Occupy Cleveland tent removed, protests continue - Cleveland 19 News Cleveland, OH

Occupy Cleveland tent removed, protests continue

Cleveland police supervised as city workers removed the "Occupy Cleveland" tent early Thursday morning.

"When the cameras were gone, Cleveland police came around 3, 3:30 in the morning with a bunch of city workers, had ordered the tent to be torn down," said protestor Peter Schanz. "There were about eight police officers here supervising city workers tearing it down."

Occupy protesters did not budge, and stayed through the night.

"The tent was a symbol, but the movement is not leaving. Absolutely not," Schanz added.

This, after city hall decided not to renew a permit for protestors to place a canopy on a sidewalk across the street from Public Square.

The protestors can still be there with signs, but they may not have tents, camping equipment and other belongings. The number of protestors had dwindled in recent weeks.

The suspects in the bridge bomb plot had ties to the Occupy Cleveland protest movement, but they were not organizers. 

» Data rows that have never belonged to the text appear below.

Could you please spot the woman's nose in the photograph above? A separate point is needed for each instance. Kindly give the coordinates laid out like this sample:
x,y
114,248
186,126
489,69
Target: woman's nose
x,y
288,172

May 2 Statement from Occupy Cleveland:

Mayor's Office Will Not Renew Public Square Permit

Cleveland – May 2- This morning, Mayor Jackson's office decided not to renew Occupy Cleveland's sidewalk encroachment permit for the West Roadway at Public Square. Occupy Cleveland has been given until 5:00 PM to voluntarily remove the tent and all of the movements belongings from the sidewalk.

Occupy Cleveland is one of the oldest physical occupations and we find it very unfortunate that the city has decided to revoke the permits, after almost 7 months of peaceful presence on Public Square. The movement has worked to peacefully defend the city from the corporate forces that have worked to cripple it and has seen great support from the general public. Occupy Cleveland has worked very hard to maintain a cordial relationship with the administration and the Cleveland Police Department and we hope that continues, despite the city's decision.

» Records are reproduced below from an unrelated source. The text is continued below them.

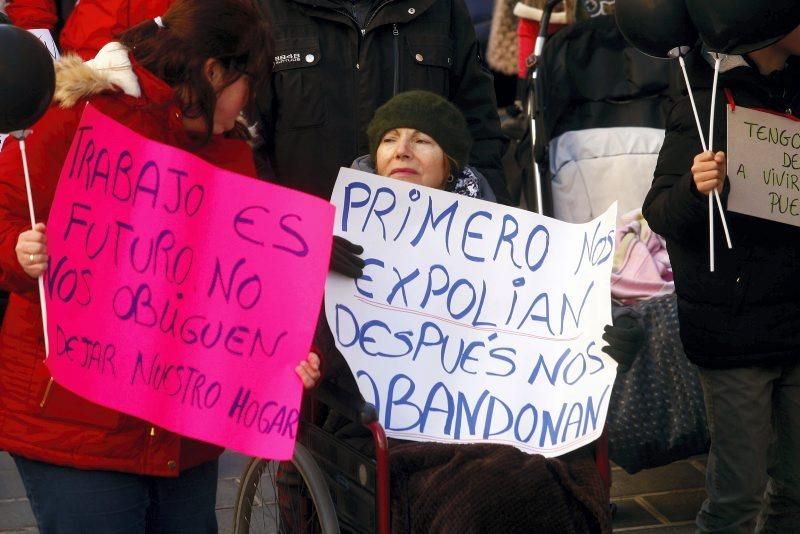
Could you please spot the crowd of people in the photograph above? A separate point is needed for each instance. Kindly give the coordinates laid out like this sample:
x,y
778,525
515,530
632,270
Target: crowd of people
x,y
396,88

While the tent has been Occupy Cleveland's home and visual icon since its formation in October 2011, the movement will not end when it comes down. Occupy Cleveland plans a continued presence in the Mayor Tom Johnson/Free Speech Quadrant of Public Square, and participation in events around the city. Due to the agreement made with the city on October 26, 2011, Occupy Cleveland has access to the

Mayor Tom Johnson/Free Speech quadrant 24/7 and plans to utilize it for movement activities.